Workplace InvestigationBy Tahnee Watson, Taylor Smart Lawyers and Notaries, Perth

Employers will already be aware that when investigating a workplace complaint, they have to take proper care to ensure that they are procedurally fair, and the workplace investigation is kept as confidential as possible.

But can they also be liable if they are negligent in the way they conduct the investigation, causing harm to an employee?

The High Court is now going to consider that question, after a recent decision to grant special leave from the decision of the Queensland Court of Appeal in Govier v The Uniting Church in Australia Property Trust (Q) [2017] QCA 12.

An employer has a general right to hold a hearing or an investigative process into the behaviour of an employee, A duty lies upon an employee, in general terms, to give information to an employer such as is within the scope of employment and which relates to the mutual interest of employer and employee in an investigation.

However, the High Court will now consider the existence and scope of the duty of care owed by employers to employees when carrying out a workplace investigation, and whether an employer’s duty to provide a safe system of work extends to the investigative process.

In Govier, Ms Govier, who was employed by UnitingCare Community as a disability worker, was attacked violently by a co-worker at her workplace.  She suffered physical and psychiatric injuries as a result.

Immediately after the incident, Ms Govier telephoned her supervisor and advised him that she had been attacked by a co-worker, that she had telephoned the police, and that she was going to hospital.

UnitingCare Community immediately commenced an investigation into Ms Govier’s conduct and hand delivered a letter to Ms Govier’s home requiring her to attend an interview the next day. Ms Govier was too ill to attend the first meeting, and UnitingCare Community required her to attend a further meeting three days later.

Ms Govier was again too ill to attend the meeting, and provided a medical certificate to UnitingCare Community evidencing this fact.

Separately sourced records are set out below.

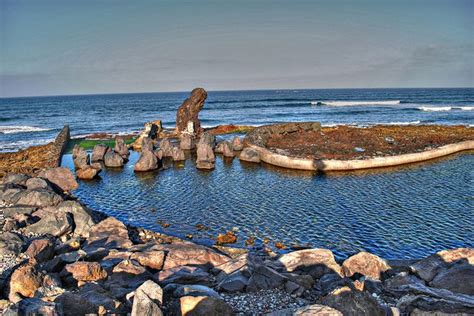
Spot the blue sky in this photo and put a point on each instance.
(52, 47)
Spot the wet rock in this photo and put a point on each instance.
(353, 302)
(87, 173)
(41, 250)
(459, 278)
(183, 275)
(86, 271)
(189, 111)
(250, 155)
(121, 148)
(147, 300)
(315, 262)
(109, 233)
(62, 177)
(204, 305)
(186, 141)
(38, 197)
(10, 244)
(310, 310)
(237, 144)
(24, 282)
(147, 161)
(99, 152)
(427, 268)
(366, 264)
(113, 160)
(80, 157)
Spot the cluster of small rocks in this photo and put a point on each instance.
(59, 257)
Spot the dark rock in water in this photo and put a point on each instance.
(61, 177)
(250, 155)
(147, 300)
(237, 144)
(147, 161)
(189, 112)
(186, 141)
(113, 160)
(98, 152)
(10, 244)
(121, 148)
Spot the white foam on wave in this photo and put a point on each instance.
(355, 103)
(21, 129)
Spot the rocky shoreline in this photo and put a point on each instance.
(58, 257)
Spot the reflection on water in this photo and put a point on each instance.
(404, 212)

She then received a third letter from UnitingCare Community in which they claimed that she had “refused” to attend, and that adverse findings had been made against her.

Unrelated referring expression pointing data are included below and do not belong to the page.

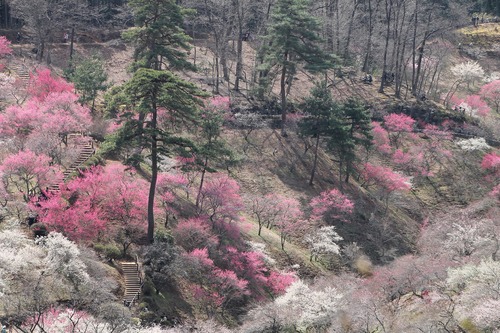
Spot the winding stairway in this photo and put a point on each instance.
(20, 70)
(85, 147)
(133, 282)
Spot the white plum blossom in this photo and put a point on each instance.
(468, 71)
(63, 257)
(309, 308)
(473, 144)
(324, 241)
(465, 239)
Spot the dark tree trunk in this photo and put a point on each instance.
(154, 176)
(283, 94)
(315, 162)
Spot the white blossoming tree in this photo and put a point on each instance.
(323, 241)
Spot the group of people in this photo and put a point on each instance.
(367, 78)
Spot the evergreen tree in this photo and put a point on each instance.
(320, 108)
(148, 93)
(160, 41)
(350, 127)
(89, 77)
(293, 38)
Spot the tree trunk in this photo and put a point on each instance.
(315, 162)
(202, 180)
(367, 61)
(349, 30)
(283, 94)
(388, 12)
(216, 83)
(71, 43)
(154, 177)
(239, 47)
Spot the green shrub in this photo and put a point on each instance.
(39, 229)
(110, 251)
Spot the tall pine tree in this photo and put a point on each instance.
(292, 39)
(160, 45)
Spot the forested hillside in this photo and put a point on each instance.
(249, 166)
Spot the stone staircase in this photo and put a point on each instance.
(133, 282)
(20, 70)
(85, 147)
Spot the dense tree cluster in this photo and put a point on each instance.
(166, 186)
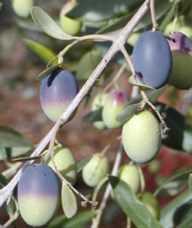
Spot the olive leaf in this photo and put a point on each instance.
(87, 63)
(48, 25)
(11, 138)
(168, 212)
(45, 53)
(68, 200)
(131, 206)
(78, 220)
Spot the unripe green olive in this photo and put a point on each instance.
(69, 25)
(154, 166)
(130, 174)
(151, 203)
(38, 194)
(22, 7)
(95, 170)
(114, 103)
(141, 137)
(96, 105)
(65, 163)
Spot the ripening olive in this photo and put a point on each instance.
(38, 194)
(69, 25)
(57, 90)
(22, 7)
(95, 170)
(113, 105)
(151, 203)
(141, 137)
(130, 174)
(96, 105)
(65, 162)
(181, 47)
(152, 59)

Ms Govier never returned to work, and her employment was eventually terminated.  She went on to sue UnitingCare Community for a breach of their duty to provide a safe system of work, which had caused her to suffer post-traumatic stress and a major depressive disorder.

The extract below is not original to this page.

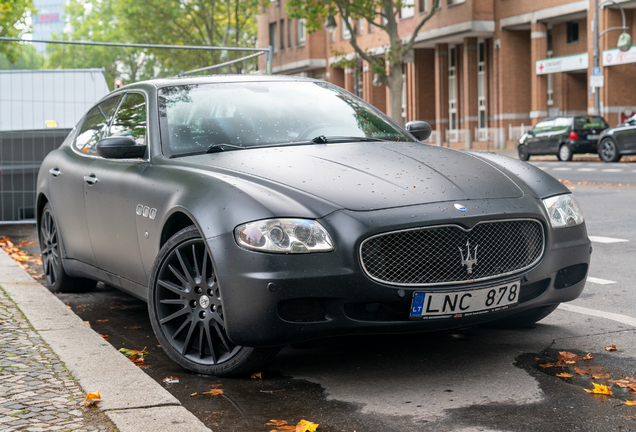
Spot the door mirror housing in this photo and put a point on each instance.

At first instance in the District Court of Queensland, Ms Govier argued that the decision by UnitingCare Community to issue the letters in connection with the workplace investigation – when she was in a highly fragile mental state, constituted a breach of a duty of care at law owed by UnitingCare Community.

She was unsuccessful, and the Court of Appeal agreed with the District Court.  However, the High Court has granted special leave, and will hear the matter early in 2018.

We do not know how the High Court will ultimately decide, however in the interim, it is important that every employer conducting a workplace investigation takes care to consider the wider implications of how the investigation is conducted, particularly whether the manner of investigation could potentially breach the non-delegable duty to provide a safe system of work to an employee.

It is vitally important to get detailed advice about the safest way to conduct the investigation, as well as to carefully consider the content of letters given to employees and the requirement to attend interviews, particularly where the physical and/or mental state of the employee may be affected.